Wie siehst du die Zukunft von Naglfar? Fürchtest du nicht manchmal, dass all die anderen Sideprojects der anderen Mitglieder (Marcus, Jens) die Zukunft von Naglfar gefährden könnten? Ich meine, ich kann mir vorstellen, dass es sehr schwierig ist, einige Bands und Nebenprojekte zu vereinbaren. Und wahrscheinlich haben die meisten von euch noch normale Jobs nebenbei oder studieren oder wie auch immer. Oder seid ihr alle der gleichen Meinung, dass Naglfar die absolute Priorität genießt?

Naglfar genießt unsere Hauptaufmerksamkeit. Viele von uns sind noch in anderen Bands oder haben Nebenprojekte, aber das ist schon seit Jahren so, so dass wir keine Schwierigkeiten darin sehen, sie weiter zu betreiben. Wenn die Situation eintreten würde, dass sich ein Mitglied nicht mehr zu 100% auf Naglfar konzentrieren könnte, müssten wir eine Lösung dafür finden. Naglfar wird in der einen oder anderen Form noch viele Jahre bestehen bleiben.

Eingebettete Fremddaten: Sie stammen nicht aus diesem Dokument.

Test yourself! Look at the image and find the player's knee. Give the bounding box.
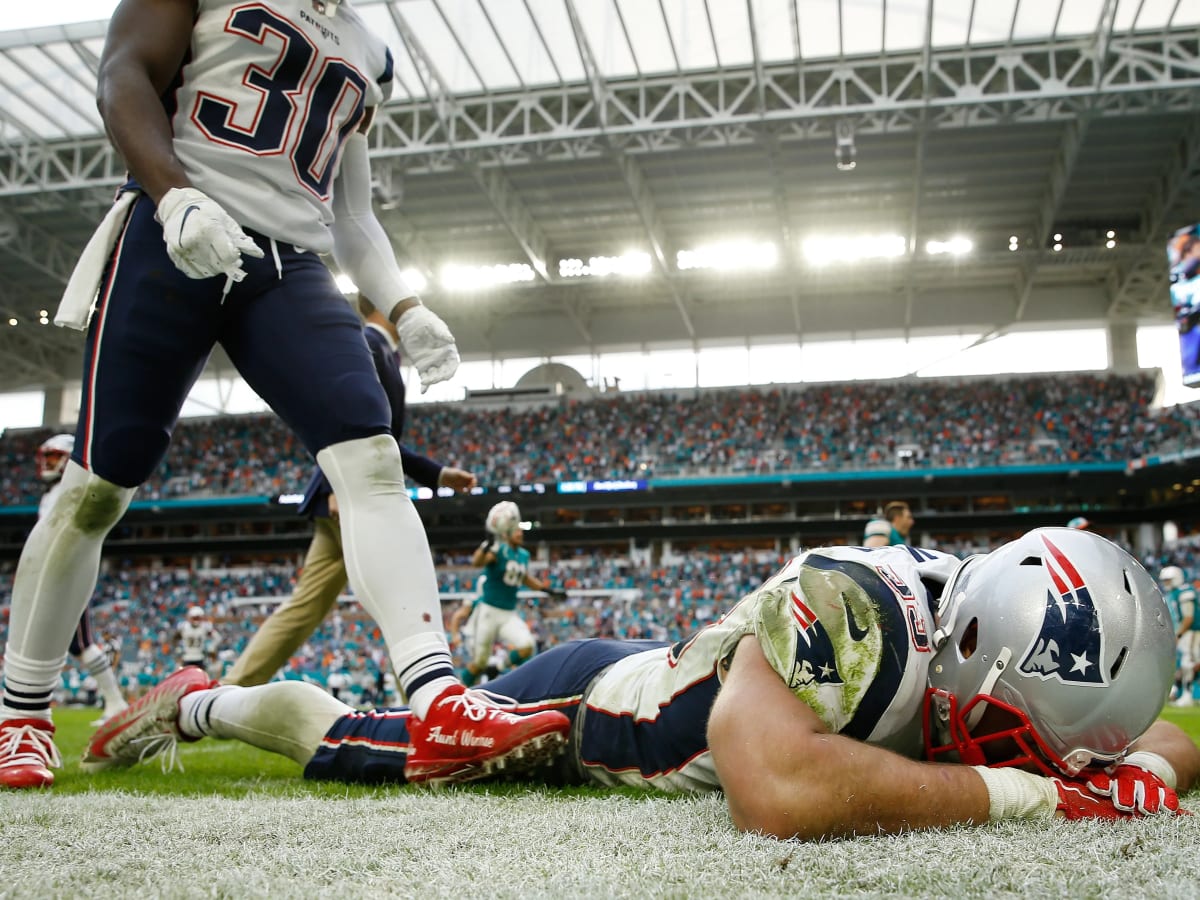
[51,464,136,536]
[316,434,404,499]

Ich frage, weil in der Vergangenheit schon Besetzungswechsel waren; aber so wie das Line Up im Moment ist, mag ich es persönlich sehr! Es wäre sehr schade, es zerbrechen zu sehen.

Ich stimme zu. Die derzeitige Besetzung ist die bisher stärkste.

Nebenbei habe ich gesehen, dass ihr, also du und auch Jens, Marcus etc, in der Vergangenheit alle Mitglieder in anderen Bands wart (außer Mattias Grahn. Über ihn weiß ich nichts, tut mir leid). Zum Beispiel in „Ancient wisdom“…und es war fast das gleich Line Up, wie es heute bei Naglfar ist (3 von 5 Mitgliedern). Wie passierte das? Ich meine, es ist lustig zu sehen, dass fast die gleichen Musiker wieder zusammen Musik machen, nur mit einem anderen Bandnamen (und da gab es MEHR als eine Band, wenn ich nicht falsch liege)! Warum habt ihr nicht mit diesen Line Ups weiter gemacht und euren Stil DARAUS entwickelt anstatt nur eine NEUE zu gründen oder konstant in neue Bands einzusteigen und dann wieder auszusteigen? War das so, weil ihr mit dem Banner Naglfars am meisten Erfolg hattet?

Bei Ancient Wisdom hat Marcus fast die ganze Musik alleine gemacht. Jens war mehr ein Sessionmitglied und hat live nur Keyboards gespielt. Als Gitarrist fühlte ich, dass ich mehr mitwirken wollte als ich bei Ancient Wisdom konnte. Und als mich Jens und Kris fragten, ob ich bei Naglfar einsteigen wollte, sah ich das als eine bessere Gelegenheit für mich. Damals hatten Naglfar noch nicht einmal ein Demo veröffentlicht, also war der Punkt „größerer Erfolg“ kein Thema. Ich denke, wir wollten einfach schnellere Musik machen. 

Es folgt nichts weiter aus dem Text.